TarMcAdam · 21/10/2019 10:33

you’ve already seen where he’s tried to control and curtail you, he’s now expressing displeasure in another of your completely valid decisions

Agree 100%.

So sorry op but I think this one's going to be trouble & strife.

Also if he's in any way implying he's insecure or wary about you cheating because of the previous woman (agree she sounds odd) - no, no,nno - you absolutely never do time or penance or curtail your life for other people's crimes. That was her, this is you - different person, different relationship. if he has trust issues he should deal with them however works best for him, not being them into a relationship with an innocent party.

Greyhound22 · 21/10/2019 11:04

OP I have items in my fridge older than this relationship and he's causing you problems already.

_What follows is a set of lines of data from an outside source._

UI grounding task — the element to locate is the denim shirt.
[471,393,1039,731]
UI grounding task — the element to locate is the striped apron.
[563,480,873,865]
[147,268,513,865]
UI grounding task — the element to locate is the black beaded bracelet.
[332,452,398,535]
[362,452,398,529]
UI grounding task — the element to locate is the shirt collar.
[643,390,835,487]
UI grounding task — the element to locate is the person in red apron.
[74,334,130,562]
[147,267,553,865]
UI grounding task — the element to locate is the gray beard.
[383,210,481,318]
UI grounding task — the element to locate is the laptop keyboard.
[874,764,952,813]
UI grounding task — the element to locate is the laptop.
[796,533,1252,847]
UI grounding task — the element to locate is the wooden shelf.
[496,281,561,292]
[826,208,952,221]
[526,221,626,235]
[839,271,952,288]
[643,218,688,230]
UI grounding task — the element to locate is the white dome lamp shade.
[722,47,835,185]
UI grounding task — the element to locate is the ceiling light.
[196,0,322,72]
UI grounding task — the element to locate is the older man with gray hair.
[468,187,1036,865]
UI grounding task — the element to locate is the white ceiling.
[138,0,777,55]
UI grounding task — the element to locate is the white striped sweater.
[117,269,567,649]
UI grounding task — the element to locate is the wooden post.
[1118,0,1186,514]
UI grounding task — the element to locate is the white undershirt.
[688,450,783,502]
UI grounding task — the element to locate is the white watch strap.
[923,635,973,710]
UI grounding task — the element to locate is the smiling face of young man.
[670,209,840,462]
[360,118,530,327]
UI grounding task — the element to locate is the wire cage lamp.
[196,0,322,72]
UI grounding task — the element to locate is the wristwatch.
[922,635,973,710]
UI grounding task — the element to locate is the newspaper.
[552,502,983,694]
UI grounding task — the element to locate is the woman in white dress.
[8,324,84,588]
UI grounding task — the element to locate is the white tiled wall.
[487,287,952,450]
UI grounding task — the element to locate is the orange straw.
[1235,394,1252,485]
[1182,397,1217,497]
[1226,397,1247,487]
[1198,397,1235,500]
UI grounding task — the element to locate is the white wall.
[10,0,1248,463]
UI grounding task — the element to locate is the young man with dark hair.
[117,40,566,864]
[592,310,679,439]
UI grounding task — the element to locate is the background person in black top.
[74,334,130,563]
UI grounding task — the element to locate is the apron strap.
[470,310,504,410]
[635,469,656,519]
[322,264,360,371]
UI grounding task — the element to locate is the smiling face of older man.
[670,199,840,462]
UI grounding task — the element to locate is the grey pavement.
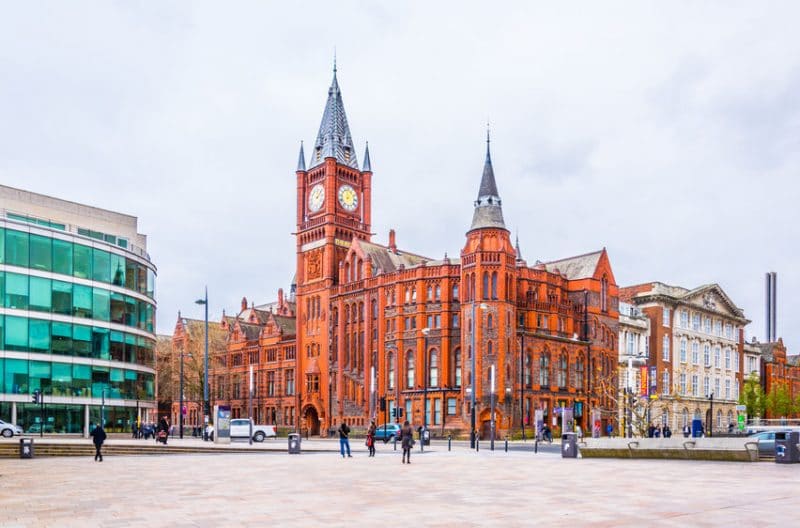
[0,439,800,527]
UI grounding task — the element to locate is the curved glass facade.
[0,221,156,433]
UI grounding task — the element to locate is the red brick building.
[213,67,619,435]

I think it's all too serious too quickly.

I've been with DH 15 years and we do loads without each other - we have our own hobbies - just this week DH has declared he's going with his best friend to watch something in another country - they were excitedly discussing it the other night and making plans - it wouldn't even occur to me to mind - or to imagine that DH would cheat! I was pleased for them.

To think someone would start telling me what I could and couldn't do having known them for a few weeks - dump him OP honestly.

Lweji · 21/10/2019 11:38

I'm not putting up with controlling crap - will make that clear. So. He can either accept me as an independent person with their own life, or do one.

He will accept for now, and then will creep it back on. Until he feels you're hooked (living together, move away, less friends, whatever).

Why even insisting on this relationship now? You'll just signing in for a life time of keeping him on check and making sure you're never too dependent on him, emotionally or financially.

MrsCBY · 21/10/2019 11:51

I won't be controlled

I'm not putting up with controlling crap

But he’s got you questioning yourself and your own judgement already - otherwise you wouldn’t be posting here.

AFairlyHardAvocado · 21/10/2019 12:27

But this is who he is OP. Eight weeks in there shouldn't be issues around control and sulking.